Seriously, a recent CNBC report by Holly Ellyatt states, “The WHO and ILO estimated that 398,000 people died from a stroke and 347,000 from heart disease in 2016 as a result of having worked at least 55 hours a week.
Between 2000 and 2016, the number of deaths from heart disease due to working long hours increased by 42%, and from stroke by 19%.
The study concluded that working 55 or more hours per week is associated with an estimated 35% higher risk of a stroke and a 17% higher risk of dying from ischemic heart disease, compared with working 35-40 hours a week.”
Fam… this doesn’t include the increase in hours due to the pandemic! One more email won’t hurt. Right?
We get pats on the back when we talk about grinding all day, every day. In your 20’s and 30’s, signs of overworking may not be visible. At 40 and 50, it begins to show. The feelings of resentment, high blood pressure, depression, and lack of sleep. All signs you may be grinding to the grave.
If you love what you do, money is your master and grinding is for you, then do you.
If you’re sitting on a pillow all day with a night light, sun up to sundown, try these action items to restore some peace to your work life.
1. Create a workspace in the house that is used for just work.
Design it with the things you adore, the people you love, and the places you want to visit.
2. Rent office space.
Set working hours and go into a shared office space. Just make sure you shut it down at your designated off time.
3. Tackle your hardest task first.
Yet, it also helps to tackle them when you are most productive. I can’t force creativity. Creativity needs time and space to unfold. Also, consider when the deliverables are due and who else is involved. For instance, you may have a colleague who can only meet during your designated after-work hours. When I trained clients outside of the U.S. this would sometimes be the case. I learned to give myself time to rest before the meeting and time to set up for the meeting… far away from the bed.

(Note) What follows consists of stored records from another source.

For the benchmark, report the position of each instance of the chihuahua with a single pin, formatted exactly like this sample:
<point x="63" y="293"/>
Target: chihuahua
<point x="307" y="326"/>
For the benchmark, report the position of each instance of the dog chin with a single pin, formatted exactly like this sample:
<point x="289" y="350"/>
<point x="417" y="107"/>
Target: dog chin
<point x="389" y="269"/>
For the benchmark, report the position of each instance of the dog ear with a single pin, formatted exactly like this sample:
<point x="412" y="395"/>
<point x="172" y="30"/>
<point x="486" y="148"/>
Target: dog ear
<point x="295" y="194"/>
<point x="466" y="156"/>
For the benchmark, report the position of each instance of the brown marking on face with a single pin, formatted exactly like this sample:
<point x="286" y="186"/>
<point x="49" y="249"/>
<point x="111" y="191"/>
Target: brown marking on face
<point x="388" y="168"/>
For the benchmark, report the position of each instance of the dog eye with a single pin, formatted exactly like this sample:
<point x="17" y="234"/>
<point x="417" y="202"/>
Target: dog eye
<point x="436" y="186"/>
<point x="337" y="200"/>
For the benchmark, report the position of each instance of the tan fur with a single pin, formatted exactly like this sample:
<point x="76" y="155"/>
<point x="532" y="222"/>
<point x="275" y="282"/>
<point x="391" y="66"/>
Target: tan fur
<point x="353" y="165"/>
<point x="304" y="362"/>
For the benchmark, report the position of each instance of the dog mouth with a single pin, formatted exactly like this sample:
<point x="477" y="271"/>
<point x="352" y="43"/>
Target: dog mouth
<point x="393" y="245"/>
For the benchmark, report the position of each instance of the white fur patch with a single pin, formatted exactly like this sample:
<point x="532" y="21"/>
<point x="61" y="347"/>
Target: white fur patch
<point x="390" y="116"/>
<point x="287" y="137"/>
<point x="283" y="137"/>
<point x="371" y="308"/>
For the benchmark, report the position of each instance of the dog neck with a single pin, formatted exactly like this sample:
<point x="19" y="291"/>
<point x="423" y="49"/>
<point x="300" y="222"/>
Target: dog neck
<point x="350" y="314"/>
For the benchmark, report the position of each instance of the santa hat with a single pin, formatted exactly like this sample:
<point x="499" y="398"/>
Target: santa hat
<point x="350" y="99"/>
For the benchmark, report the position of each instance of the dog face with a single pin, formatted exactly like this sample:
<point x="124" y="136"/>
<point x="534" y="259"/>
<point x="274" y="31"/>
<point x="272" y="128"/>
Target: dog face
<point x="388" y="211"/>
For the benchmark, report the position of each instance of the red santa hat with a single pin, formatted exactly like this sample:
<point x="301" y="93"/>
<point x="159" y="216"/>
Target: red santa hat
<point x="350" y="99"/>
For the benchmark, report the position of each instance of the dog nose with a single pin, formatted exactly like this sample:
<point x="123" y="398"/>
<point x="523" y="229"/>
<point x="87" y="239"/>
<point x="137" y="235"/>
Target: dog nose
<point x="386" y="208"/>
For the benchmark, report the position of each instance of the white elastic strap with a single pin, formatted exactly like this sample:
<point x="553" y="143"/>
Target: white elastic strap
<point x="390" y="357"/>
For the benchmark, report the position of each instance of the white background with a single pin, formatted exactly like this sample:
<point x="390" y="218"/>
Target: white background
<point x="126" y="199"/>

4. Schedule time for play.
If you wake up and go to bed grinding, you leave little time for your mind and body to reset. Exercise, play with your pet, and/or enjoy a game with your family. You can’t get that time back. Plus, it gives you a reason to get out of bed.
We have different views of work, levels of responsibility, and ways of handling task loads. There isn’t a one size fits all solution. Consider the impact working, sleeping, eating, reading, in the bed are having on you. If it’s contributing to overwork, then you should also consider the toll it’s taking on your health.